Monitoring and Metrics Engineer


Job Summary

In this highly visible role, you will have the responsibility of ensuring that Apple’s world class Silicon Engineering Group will have the infrastructure and tools needed to engineer and design the worlds most advanced silicon devices and products. You will utilize your deep understanding of developing and maintaining monitoring, alerting, and metrics gathering/analysis systems for compute clusters, storage systems, networks, web infrastructure & applications, database servers, and directory services. You will utilize your extensive communication skills to interface with internal teams, enabling Apple’s world-class product development.

Key Qualifications

  • Typically requires at least 5+ years of experience in a large compute environment. Finance, Oil & Gas, Scientific Research, or R&D environments preferred.
  • You will have demonstrated skills in the following areas:
  • •Experience monitoring a large scale distributed computing environment
  • •Ability to correlate event data between network, storage, and systems
  • •Experience with Nagios/Ganglia or similar technologies like Zenoss, Groundwork, Solarwinds
  • •Experience deploying networking monitoring tools for bandwidth, sflow, latency, and snmp alerts a plus
  • •Experience automating the installation and configuration of monitoring systems / agents
  • •Ability to scale monitoring solutions geographically
  • •Experience with aggregation and visualization solutions such as Elasticsearch+Logstash+Kibana or Splunk
  • •Proficient in Ruby, Python, Perl or other common high level scripting language
  • •Experience using configuration management tools like Puppet, Chef, or CFengine
  • •Familiarity with stream processing systems like Kafka, Spark, or Storm for large-scale data analytics
  • •Familiarity with continuous integration / deployment systems such as Jenkins or Travis
  • •Linux system administration experience (RHEL/CentOS preferred)
  • •Understanding of NFS and NAS appliances (NetApp preferred)
  • •Understanding of Layer 2 / Layer 3 networking (Arista or Cisco preferred)
  • •Understanding of revision control systems (SVN, git, Perforce)
  • •Understanding of LDAP (OpenLDAP, DSEE, OpenDirectory)
  • Must be analytical and possess strong organizational / problem-solving skills.

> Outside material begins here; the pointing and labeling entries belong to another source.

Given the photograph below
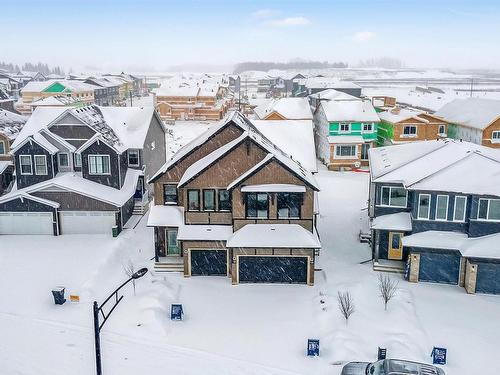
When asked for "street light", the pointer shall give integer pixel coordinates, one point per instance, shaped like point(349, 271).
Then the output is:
point(98, 309)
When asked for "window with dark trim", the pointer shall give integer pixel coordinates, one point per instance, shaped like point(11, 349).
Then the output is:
point(169, 194)
point(208, 200)
point(224, 200)
point(257, 205)
point(289, 205)
point(193, 200)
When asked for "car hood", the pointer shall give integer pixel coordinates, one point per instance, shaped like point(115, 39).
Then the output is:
point(355, 368)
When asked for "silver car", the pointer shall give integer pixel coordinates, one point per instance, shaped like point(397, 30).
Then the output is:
point(390, 367)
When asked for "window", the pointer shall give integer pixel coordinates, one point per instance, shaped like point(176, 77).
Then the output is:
point(169, 194)
point(489, 209)
point(257, 205)
point(209, 200)
point(459, 210)
point(193, 200)
point(224, 200)
point(63, 159)
point(78, 160)
point(344, 127)
point(346, 151)
point(40, 164)
point(25, 164)
point(99, 164)
point(424, 205)
point(410, 131)
point(393, 196)
point(289, 205)
point(133, 158)
point(442, 207)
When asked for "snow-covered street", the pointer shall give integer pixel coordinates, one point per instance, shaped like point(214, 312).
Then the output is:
point(245, 329)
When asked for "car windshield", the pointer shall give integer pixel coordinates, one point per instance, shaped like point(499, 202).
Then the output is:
point(376, 368)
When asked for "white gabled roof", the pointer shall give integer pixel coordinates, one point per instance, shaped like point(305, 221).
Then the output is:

You will be responsible for supporting an internal CSE, SRE, and Architecture teams by deploying, enhancing, maintaining, and tuning monitoring, alerting, and metrics gathering / analysis tools. Your role will directly impact the development, enhancement and maintenance of compute clusters, storage systems, network interconnects, LAMP stacks, and directory services.


MS/BS Degree or equivalent